Peran penting Wilmar terlihat saat proses pemekaran Kabupaten Samosir, yang resmi berdiri pada 7 Januari 2004. Ia kemudian ditunjuk sebagai Penjabat (Pj) Bupati Samosir dan dilantik beberapa hari setelah peresmian.
Wilmar menjabat hingga 2005 dan kembali ditunjuk sebagai Pj Bupati sebelum akhirnya menyerahkan jabatan kepada bupati definitif pertama, Mangindar Simbolon, pada 13 September 2005.
Sebagai pemimpin, Wilmar dikenal tegas dalam menjaga lingkungan, khususnya Hutan Tele, salah satu kawasan hutan terbesar di Samosir.
Ia menolak berbagai tawaran eksploitasi hutan, termasuk dugaan suap hingga Rp3 miliar dari pihak swasta.

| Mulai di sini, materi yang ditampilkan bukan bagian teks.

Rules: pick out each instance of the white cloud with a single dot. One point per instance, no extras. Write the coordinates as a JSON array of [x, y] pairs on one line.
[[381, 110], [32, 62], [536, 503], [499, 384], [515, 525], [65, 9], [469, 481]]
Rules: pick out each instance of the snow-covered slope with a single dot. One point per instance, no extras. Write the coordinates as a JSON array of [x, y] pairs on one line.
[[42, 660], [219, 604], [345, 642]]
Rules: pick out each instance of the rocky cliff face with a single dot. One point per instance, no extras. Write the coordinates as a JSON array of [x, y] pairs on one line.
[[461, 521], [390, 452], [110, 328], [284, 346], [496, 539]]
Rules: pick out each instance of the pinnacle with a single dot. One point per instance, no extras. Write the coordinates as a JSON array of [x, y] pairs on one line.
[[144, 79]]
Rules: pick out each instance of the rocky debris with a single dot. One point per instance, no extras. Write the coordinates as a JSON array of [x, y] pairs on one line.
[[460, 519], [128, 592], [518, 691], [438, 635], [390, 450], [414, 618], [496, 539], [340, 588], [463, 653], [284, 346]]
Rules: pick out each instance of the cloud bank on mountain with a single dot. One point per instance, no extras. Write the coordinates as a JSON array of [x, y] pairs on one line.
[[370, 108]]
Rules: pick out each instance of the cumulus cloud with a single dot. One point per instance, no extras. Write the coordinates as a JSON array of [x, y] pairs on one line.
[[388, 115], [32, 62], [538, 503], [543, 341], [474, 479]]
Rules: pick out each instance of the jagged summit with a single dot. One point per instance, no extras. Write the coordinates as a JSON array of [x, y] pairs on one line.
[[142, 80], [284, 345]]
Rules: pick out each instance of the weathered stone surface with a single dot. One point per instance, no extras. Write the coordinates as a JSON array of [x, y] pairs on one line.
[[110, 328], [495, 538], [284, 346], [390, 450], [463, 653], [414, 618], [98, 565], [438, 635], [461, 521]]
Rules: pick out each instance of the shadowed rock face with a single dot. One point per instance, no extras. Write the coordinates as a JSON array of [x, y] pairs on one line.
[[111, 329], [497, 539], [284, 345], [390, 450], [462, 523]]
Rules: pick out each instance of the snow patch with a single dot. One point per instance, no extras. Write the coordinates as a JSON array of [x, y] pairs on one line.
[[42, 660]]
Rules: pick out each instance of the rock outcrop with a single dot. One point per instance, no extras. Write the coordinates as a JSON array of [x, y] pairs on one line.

Menurutnya, nilai ekologis hutan jauh lebih penting dibanding keuntungan ekonomi jangka pendek.
Wilmar juga aktif dalam analisis dampak lingkungan, termasuk mengkritisi aktivitas perusahaan di kawasan Danau Toba yang dinilai tidak memenuhi standar lingkungan.
Penghargaan dan Sikap Kritis
Atas dedikasinya, Wilmar menerima sejumlah penghargaan, antara lain:
Wana Lestari (2011) atas kegiatan penanaman pohon
Danau Toba Award (2011) dari Badan Pengelola Ekosistem Danau Toba
Namun, ia mengembalikan penghargaan Danau Toba Award pada 2013 karena menilai tidak ada komitmen nyata pemerintah dalam pelestarian lingkungan.
Pada 16 Mei 2013, Wilmar sempat menerima ancaman pembunuhan saat mendokumentasikan aktivitas pengangkutan kayu dari Hutan Tele. Ia bersama warga dan aktivis kemudian melaporkan kejadian tersebut ke Polres Samosir.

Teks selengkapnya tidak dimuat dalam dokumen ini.